Tool | Description | Duration |
---|---|---|
master | Master branch of github.com/richardlehane/siegfried. Corresponds to latest production release. | 2.239392571s |
develop | Develop branch of github.com/richardlehane/siegfried. Tip of development and potentially unstable. | 2.162862555s |
The tools differed in output for 0 files in the corpus.
Govdocs (Selected)
A selection from the Govdocs1 corpus comprising 26,124 files (31.4GB). Represents typical office formats, including approx. 15,000 PDFs. Originally sourced from http://openpreservation.org/blog/2012/07/26/1-million-21000-reducing-govdocs-significantly/
Tool | Description | Duration |
---|---|---|
master | Master branch of github.com/richardlehane/siegfried. Corresponds to latest production release. | 1m28.387702183s |
develop | Develop branch of github.com/richardlehane/siegfried. Tip of development and potentially unstable. | 1m28.236516045s |
The tools differed in output for 0 files in the corpus.
The Deluxe
This benchmark checks multi-ID identification using the deluxe.sig signature file which contains four identifiers: PRONOM, LOC FDDs, freedesktop.org and tika-mimetypes. This benchmark is run against the PRONOM files corpus.

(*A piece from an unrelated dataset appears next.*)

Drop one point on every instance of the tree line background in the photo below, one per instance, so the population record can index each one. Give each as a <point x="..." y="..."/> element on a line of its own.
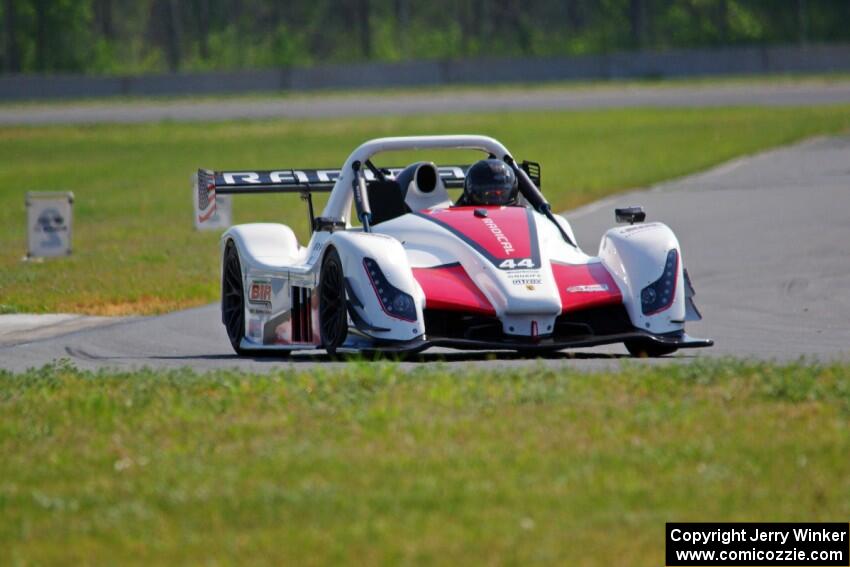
<point x="137" y="36"/>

Tool | Description | Duration |
---|---|---|
master | Master branch of github.com/richardlehane/siegfried. Corresponds to latest production release. | 7.982655336s |
develop | Develop branch of github.com/richardlehane/siegfried. Tip of development and potentially unstable. | 7.940861595s |
The tools differed in output for 0 files in the corpus.
Unzipping
This benchmark checks the `sf -z` command (scans within zip files and other container formats) when run against the iPres corpus.
Tool | Description | Duration |
---|---|---|
master | Master branch of github.com/richardlehane/siegfried. Corresponds to latest production release. | 23.498679577s |
develop | Develop branch of github.com/richardlehane/siegfried. Tip of development and potentially unstable. | 23.596123203s |
The tools differed in output for 0 files in the corpus.